In sponsored search advertising, advertisers need to make a series of keyword decisions. Among them, how to group these keywords to form several adgroups within a campaign is a challenging task, due to the highly uncertain environment of search advertising. This paper proposes a stochastic programming model for keywords grouping, taking click-through rate and conversion rate as random variables, with consideration of budget constraints and advertisers' risk-tolerance. A branch-and-bound algorithm is developed to solve our model. Furthermore, we conduct computational experiments to evaluate the effectiveness of our model and solution, with two real-world datasets collected from reports and logs of search advertising campaigns. Experimental results illustrated that our keywords grouping approach outperforms five baselines, and it can approximately approach the optimum in a steady way.

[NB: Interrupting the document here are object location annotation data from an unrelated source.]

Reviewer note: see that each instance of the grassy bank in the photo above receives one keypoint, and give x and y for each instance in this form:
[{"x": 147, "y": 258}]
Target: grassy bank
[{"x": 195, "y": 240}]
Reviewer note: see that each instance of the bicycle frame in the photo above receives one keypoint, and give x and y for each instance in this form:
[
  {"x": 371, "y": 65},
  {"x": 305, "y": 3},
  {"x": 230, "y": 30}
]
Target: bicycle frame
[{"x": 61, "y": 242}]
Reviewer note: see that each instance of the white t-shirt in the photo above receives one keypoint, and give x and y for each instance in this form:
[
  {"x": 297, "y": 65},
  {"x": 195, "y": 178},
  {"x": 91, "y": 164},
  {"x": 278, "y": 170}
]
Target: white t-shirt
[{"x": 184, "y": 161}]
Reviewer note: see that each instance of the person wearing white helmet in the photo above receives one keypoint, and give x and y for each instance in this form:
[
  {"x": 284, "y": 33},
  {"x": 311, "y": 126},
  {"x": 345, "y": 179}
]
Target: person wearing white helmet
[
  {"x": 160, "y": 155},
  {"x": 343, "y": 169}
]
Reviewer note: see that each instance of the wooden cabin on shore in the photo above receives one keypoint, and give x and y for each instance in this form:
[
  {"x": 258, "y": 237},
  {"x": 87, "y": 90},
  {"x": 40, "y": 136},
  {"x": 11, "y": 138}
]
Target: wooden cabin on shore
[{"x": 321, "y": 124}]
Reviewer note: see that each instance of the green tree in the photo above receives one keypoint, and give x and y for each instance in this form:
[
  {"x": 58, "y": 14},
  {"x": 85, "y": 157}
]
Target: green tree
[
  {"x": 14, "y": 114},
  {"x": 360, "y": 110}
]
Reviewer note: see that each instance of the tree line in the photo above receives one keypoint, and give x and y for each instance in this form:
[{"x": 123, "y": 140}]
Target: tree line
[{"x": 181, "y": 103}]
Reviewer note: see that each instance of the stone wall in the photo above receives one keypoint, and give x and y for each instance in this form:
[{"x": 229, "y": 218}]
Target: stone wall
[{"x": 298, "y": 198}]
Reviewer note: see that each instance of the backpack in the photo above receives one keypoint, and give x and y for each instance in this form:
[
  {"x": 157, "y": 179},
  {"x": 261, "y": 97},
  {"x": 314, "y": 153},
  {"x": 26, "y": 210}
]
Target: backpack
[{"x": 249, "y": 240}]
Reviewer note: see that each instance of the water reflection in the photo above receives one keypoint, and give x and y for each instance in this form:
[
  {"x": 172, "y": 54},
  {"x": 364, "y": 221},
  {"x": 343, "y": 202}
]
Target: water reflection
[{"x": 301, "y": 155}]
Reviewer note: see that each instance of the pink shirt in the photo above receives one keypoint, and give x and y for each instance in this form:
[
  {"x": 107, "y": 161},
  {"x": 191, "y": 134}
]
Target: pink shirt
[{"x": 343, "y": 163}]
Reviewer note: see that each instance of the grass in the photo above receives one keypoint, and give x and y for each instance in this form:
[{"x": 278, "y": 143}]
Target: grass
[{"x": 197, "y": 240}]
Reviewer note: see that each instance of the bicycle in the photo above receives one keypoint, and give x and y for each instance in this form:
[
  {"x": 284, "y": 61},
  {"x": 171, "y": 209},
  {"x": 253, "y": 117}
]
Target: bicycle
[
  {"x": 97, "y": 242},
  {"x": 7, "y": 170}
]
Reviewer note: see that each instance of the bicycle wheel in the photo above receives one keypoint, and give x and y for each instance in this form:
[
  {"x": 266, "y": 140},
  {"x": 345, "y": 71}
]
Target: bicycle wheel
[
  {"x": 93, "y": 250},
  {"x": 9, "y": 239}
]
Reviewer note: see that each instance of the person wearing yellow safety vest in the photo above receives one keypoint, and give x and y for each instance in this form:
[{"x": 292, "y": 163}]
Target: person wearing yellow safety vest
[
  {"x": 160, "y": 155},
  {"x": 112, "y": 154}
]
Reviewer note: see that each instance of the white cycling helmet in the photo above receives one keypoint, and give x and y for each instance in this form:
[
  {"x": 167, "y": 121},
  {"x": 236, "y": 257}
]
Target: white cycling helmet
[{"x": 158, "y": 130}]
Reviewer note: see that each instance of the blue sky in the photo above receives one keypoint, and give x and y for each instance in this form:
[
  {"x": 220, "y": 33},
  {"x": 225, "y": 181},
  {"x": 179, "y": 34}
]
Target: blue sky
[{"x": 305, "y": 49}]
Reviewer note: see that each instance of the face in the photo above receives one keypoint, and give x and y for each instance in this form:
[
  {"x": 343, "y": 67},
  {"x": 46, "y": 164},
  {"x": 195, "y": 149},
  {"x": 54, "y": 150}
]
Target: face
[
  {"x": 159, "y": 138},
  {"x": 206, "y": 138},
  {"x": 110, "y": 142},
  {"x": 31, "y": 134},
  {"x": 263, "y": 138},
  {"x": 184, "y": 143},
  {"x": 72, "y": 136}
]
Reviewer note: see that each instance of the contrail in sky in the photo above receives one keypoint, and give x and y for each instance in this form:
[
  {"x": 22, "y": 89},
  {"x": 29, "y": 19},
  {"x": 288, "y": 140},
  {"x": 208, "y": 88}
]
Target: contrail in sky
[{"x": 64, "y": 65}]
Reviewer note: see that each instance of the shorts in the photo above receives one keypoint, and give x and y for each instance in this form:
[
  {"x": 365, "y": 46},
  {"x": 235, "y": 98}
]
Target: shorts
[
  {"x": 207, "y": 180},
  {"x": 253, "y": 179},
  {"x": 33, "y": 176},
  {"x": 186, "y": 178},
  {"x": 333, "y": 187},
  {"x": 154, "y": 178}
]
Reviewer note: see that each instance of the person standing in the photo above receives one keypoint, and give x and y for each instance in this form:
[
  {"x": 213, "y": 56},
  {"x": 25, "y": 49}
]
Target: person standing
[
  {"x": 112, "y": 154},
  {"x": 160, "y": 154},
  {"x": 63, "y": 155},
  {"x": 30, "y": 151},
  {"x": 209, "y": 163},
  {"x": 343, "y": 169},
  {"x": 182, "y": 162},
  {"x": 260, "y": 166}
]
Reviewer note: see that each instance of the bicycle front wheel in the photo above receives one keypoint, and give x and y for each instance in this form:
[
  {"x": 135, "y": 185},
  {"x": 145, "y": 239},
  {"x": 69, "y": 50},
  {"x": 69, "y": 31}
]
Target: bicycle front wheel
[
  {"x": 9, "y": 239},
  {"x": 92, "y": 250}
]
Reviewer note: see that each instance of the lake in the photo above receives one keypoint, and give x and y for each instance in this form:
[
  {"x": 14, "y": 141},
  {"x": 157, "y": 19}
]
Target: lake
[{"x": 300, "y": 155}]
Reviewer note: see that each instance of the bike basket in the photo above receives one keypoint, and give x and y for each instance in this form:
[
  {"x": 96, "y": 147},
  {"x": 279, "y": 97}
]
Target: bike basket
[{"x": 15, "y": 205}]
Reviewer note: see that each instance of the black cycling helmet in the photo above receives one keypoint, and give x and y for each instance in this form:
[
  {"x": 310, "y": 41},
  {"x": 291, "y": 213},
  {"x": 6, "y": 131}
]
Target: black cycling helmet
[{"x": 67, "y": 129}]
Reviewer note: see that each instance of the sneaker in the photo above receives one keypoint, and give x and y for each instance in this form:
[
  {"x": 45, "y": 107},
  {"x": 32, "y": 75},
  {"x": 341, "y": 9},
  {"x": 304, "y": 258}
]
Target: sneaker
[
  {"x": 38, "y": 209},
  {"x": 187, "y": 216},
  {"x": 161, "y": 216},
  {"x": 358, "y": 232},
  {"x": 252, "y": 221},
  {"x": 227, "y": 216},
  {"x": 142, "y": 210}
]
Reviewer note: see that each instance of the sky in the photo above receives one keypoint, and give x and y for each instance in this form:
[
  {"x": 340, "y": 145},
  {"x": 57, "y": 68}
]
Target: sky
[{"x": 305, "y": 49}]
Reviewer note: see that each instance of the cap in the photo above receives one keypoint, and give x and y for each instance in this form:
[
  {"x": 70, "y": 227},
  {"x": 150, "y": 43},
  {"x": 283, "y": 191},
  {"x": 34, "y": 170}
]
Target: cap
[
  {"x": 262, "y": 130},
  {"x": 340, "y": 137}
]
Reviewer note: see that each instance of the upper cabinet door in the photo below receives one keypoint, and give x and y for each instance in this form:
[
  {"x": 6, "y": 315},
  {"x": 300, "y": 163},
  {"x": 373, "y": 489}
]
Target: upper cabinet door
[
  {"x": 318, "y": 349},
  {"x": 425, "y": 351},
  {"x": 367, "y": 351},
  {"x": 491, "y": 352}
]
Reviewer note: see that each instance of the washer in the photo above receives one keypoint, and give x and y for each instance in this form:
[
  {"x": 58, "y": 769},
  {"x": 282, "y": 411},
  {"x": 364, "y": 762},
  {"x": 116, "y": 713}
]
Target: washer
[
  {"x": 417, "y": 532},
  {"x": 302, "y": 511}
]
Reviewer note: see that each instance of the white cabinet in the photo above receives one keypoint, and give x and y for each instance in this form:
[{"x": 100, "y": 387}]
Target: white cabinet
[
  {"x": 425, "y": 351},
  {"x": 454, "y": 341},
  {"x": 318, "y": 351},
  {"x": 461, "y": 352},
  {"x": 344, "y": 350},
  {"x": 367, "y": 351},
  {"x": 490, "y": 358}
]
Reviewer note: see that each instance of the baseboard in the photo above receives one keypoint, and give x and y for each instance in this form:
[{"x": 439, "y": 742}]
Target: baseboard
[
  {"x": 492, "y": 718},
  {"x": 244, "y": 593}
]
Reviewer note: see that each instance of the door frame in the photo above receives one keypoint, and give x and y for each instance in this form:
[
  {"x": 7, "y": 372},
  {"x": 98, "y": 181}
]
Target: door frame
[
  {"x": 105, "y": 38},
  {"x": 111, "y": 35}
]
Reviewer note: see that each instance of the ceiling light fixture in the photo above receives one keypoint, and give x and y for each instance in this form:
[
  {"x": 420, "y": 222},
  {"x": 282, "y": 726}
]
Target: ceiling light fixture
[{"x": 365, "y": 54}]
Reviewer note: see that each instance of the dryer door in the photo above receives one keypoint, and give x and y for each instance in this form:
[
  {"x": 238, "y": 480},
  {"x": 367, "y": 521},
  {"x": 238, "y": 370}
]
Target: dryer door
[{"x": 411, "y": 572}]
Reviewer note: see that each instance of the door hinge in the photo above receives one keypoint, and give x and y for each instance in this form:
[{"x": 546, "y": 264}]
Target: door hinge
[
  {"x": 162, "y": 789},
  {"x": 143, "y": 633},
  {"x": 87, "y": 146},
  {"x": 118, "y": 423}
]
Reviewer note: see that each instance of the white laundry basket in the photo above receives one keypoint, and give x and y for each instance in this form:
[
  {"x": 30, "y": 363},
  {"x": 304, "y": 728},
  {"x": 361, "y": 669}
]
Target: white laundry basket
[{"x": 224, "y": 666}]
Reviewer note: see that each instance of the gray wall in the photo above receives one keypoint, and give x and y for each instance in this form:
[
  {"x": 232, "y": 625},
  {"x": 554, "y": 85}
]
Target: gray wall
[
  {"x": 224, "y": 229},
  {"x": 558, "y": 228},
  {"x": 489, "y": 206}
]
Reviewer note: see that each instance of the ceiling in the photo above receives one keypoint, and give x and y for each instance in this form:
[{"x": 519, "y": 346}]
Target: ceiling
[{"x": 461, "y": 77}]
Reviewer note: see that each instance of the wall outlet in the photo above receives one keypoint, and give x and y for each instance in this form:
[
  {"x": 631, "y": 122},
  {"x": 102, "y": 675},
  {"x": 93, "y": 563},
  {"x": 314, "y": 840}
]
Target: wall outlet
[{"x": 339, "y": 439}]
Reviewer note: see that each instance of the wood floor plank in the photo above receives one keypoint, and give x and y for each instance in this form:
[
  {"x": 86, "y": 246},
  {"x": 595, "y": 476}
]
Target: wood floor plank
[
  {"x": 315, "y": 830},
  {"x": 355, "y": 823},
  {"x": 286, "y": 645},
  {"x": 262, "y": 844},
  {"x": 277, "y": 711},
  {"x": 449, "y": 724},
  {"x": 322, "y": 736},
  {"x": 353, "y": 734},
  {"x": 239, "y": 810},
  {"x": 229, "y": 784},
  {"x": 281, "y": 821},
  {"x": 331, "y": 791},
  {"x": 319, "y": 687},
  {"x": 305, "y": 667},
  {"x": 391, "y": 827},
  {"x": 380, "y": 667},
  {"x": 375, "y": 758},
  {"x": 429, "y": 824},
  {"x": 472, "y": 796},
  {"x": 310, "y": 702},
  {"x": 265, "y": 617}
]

This research generates several interesting findings that illuminate critical managerial insights for advertisers in sponsored search advertising. First, keywords grouping does matter for advertisers, especially in the situation with a large number of keywords. Second, in keyword grouping decisions, the marginal profit does not necessarily show the marginal diminishing phenomenon as the budget increases. Such that, it's a worthy try for advertisers to increase their budget in keywords grouping decisions, in order to obtain additional profit. Third, the optimal keywords grouping solution is a result of multifaceted trade-off among various advertising factors. In particular, assigning more keywords into adgroups or having more budget won't certainly lead to higher profits. This suggests a warning for advertisers that it's not wise to take the number of keywords as the criterion for keywords grouping decisions.